An alternative title for this post can be “The crime and the punishment” .
So Mike did it again. Alongside his talent for design and coding he has a talent to ignite flame-wars on standards and validation.
Only this time it rolled out on much more cheerful occasion — redesign of another major site than the previous one on which I will not comment right now.
News was great, news was heard, comments rolled here and there. Then Ethan came and stirred it a bit more. Keith picked up and asked a very good question.
The problem is that Keith did not specify what he considers to be a “Web Standard”. Some (including me), also known as the “wrong gang” think that this means HTML, XHTML, CSS, DOM you name it. Others call “web standards” that I call “best practices” — clean, semantic code, separation of content and presentation, CSS layouts — do I really have to list all you know for a long time already?
In the first case, whatever Mike has to say, I have a news for you - straight from W3C
A Strictly Conforming XHTML Document is an XML document that
requires only the facilities described as mandatory in this
specification.

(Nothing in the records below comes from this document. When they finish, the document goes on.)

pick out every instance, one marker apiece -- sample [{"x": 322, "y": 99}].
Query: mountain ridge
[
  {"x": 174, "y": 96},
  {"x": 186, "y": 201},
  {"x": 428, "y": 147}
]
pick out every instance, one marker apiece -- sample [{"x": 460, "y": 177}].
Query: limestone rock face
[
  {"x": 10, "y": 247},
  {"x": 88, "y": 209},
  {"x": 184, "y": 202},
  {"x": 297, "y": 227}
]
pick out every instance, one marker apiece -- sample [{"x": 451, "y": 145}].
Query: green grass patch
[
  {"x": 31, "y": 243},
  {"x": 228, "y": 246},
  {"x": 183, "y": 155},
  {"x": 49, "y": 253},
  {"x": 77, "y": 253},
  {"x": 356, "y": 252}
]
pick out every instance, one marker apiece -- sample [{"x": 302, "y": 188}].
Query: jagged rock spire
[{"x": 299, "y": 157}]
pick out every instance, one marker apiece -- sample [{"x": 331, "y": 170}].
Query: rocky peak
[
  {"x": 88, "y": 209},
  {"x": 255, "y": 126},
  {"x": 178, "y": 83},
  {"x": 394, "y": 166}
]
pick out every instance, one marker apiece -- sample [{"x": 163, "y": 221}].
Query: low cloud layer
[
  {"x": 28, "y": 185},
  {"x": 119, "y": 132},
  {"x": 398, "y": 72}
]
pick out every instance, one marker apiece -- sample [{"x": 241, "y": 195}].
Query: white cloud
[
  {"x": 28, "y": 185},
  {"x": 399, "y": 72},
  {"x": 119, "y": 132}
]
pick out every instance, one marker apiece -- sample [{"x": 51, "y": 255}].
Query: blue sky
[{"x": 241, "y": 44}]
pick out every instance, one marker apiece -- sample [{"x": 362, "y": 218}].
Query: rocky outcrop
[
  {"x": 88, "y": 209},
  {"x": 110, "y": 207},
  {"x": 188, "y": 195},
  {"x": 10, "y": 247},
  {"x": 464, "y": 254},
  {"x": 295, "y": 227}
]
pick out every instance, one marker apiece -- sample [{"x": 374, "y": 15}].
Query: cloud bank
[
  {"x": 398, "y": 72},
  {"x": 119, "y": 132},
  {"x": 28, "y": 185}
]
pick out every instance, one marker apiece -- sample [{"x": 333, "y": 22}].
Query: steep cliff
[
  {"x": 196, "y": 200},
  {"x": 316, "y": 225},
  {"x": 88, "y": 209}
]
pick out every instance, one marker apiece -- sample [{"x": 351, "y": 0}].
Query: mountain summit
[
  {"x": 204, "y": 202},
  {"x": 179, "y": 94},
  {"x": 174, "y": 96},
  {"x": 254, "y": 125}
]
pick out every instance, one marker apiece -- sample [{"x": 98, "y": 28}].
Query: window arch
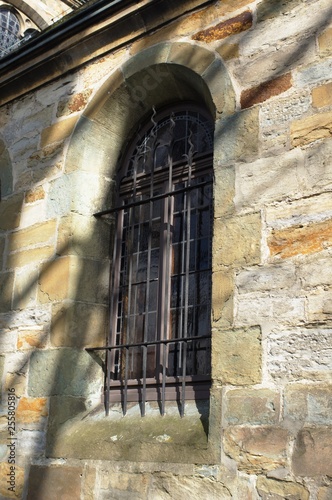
[
  {"x": 159, "y": 340},
  {"x": 10, "y": 29}
]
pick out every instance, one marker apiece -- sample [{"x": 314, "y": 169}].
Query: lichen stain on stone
[{"x": 233, "y": 26}]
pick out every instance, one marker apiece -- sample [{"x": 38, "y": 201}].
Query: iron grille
[{"x": 159, "y": 342}]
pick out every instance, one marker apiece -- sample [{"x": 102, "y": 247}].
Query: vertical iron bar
[{"x": 125, "y": 396}]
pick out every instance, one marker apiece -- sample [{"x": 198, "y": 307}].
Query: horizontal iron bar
[
  {"x": 153, "y": 198},
  {"x": 144, "y": 344}
]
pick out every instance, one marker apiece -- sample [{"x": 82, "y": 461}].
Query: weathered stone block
[
  {"x": 32, "y": 255},
  {"x": 269, "y": 489},
  {"x": 78, "y": 325},
  {"x": 324, "y": 493},
  {"x": 31, "y": 410},
  {"x": 322, "y": 96},
  {"x": 222, "y": 297},
  {"x": 237, "y": 240},
  {"x": 312, "y": 452},
  {"x": 34, "y": 195},
  {"x": 73, "y": 103},
  {"x": 84, "y": 236},
  {"x": 265, "y": 91},
  {"x": 300, "y": 354},
  {"x": 18, "y": 482},
  {"x": 257, "y": 449},
  {"x": 244, "y": 124},
  {"x": 232, "y": 26},
  {"x": 236, "y": 356},
  {"x": 268, "y": 180},
  {"x": 61, "y": 409},
  {"x": 252, "y": 406},
  {"x": 6, "y": 291},
  {"x": 10, "y": 212},
  {"x": 56, "y": 280},
  {"x": 178, "y": 485},
  {"x": 224, "y": 191},
  {"x": 54, "y": 482},
  {"x": 63, "y": 371},
  {"x": 308, "y": 404},
  {"x": 30, "y": 339},
  {"x": 300, "y": 240},
  {"x": 25, "y": 290},
  {"x": 192, "y": 56},
  {"x": 311, "y": 129},
  {"x": 37, "y": 234},
  {"x": 269, "y": 9},
  {"x": 228, "y": 51},
  {"x": 267, "y": 278},
  {"x": 325, "y": 42},
  {"x": 58, "y": 132}
]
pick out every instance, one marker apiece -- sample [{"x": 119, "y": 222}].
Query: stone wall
[{"x": 264, "y": 69}]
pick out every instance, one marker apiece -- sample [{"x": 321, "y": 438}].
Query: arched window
[
  {"x": 159, "y": 343},
  {"x": 9, "y": 30}
]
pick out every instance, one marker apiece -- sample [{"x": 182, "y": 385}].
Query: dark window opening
[{"x": 160, "y": 332}]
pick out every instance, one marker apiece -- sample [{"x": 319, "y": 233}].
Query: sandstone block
[
  {"x": 54, "y": 482},
  {"x": 30, "y": 256},
  {"x": 312, "y": 452},
  {"x": 19, "y": 481},
  {"x": 252, "y": 406},
  {"x": 78, "y": 325},
  {"x": 325, "y": 43},
  {"x": 268, "y": 179},
  {"x": 30, "y": 339},
  {"x": 196, "y": 58},
  {"x": 224, "y": 191},
  {"x": 300, "y": 240},
  {"x": 55, "y": 281},
  {"x": 37, "y": 234},
  {"x": 58, "y": 131},
  {"x": 25, "y": 290},
  {"x": 237, "y": 240},
  {"x": 6, "y": 291},
  {"x": 236, "y": 356},
  {"x": 282, "y": 308},
  {"x": 89, "y": 483},
  {"x": 315, "y": 73},
  {"x": 324, "y": 493},
  {"x": 300, "y": 354},
  {"x": 31, "y": 410},
  {"x": 322, "y": 96},
  {"x": 257, "y": 449},
  {"x": 279, "y": 490},
  {"x": 74, "y": 103},
  {"x": 176, "y": 485},
  {"x": 243, "y": 124},
  {"x": 10, "y": 212},
  {"x": 63, "y": 371},
  {"x": 267, "y": 278},
  {"x": 222, "y": 297},
  {"x": 265, "y": 90},
  {"x": 232, "y": 26},
  {"x": 84, "y": 236},
  {"x": 311, "y": 129},
  {"x": 228, "y": 51},
  {"x": 34, "y": 195},
  {"x": 310, "y": 404}
]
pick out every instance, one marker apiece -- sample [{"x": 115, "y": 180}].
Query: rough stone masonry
[{"x": 263, "y": 68}]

Such a document must meet all of the following criteria:
-
It must conform to the constraints expressed in one of the three DTDs found in DTDs and in Appendix B.
- (…)
How wrong am I supposing that validation errors do not exactly mean that code follows DTD rules?
So, question is answered. Don’t believe me, believe W3C.
Now, before you start kicking me and trying to dig out some invalid document on my site read this: invalid code may be ok, there are many factors that can make it difficult to achieve validity, and invalid code can be better than valid one — and often is.
Only do me a favour — do not say that invalid code conforms to standards. Whatever difficulties you experience with processes, third-party CMS, uncontrollable content, ads and stuff like that — that makes me to feel sorry and compassionate, but it does not make code any more standards compliant.
Actually problems with complex systems, third-party software and difficult to control content were mentioned quite often in the discussion alongside of “big picture” or inability to see it. Not exactly clear how does it work, but the wild guess is, that sitting on a huge pile of crappy software, wild content and messy CM process widens your horizon quite a bit.
I consider myself experienced enough to see the devil in the details of that big picture. Have you ever thought how did the this same broken CMS come to life? And why does it produces such a horrible code?
Right: because nobody cared. All were busy with more important issues - deadlines, team management, stakeholders, you name it. No one had time or will to care was that code valid or was it invalid, let alone unencoded ampersands. There are always more important things to do.
So let’s not complain — we are using software produced with exactly the same attitude towards standards like we have.
Sometimes I am not sure is it marching towards the better web or is it just spinning the vicious circle.
However Keith is absolutely right on this:
I just wish people would recognize that when a large corporate site (Which frankly has much bigger fish to fry than Web standards. Period.) like ABC News makes even the slightest move toward Web standards it should be hailed as a victory for standards and nothing less.
Still, I’d like to hear less advocacy for invalid code from big names. Yes, we all know, how the real work in the real world gets done. Let it be the little secret that sometimes it is OK to be not 100% OK. Big names should not forget that there are thousands of inexperienced web developers listening to them. Humans are lazy, coders are especially lazy so whatever can be used as excuse — will be used, and we will never break out of the vicious circle.
We should know the rules extremely well to be sure when it is ok to bend or break them.
Update: I assume it is resolved now.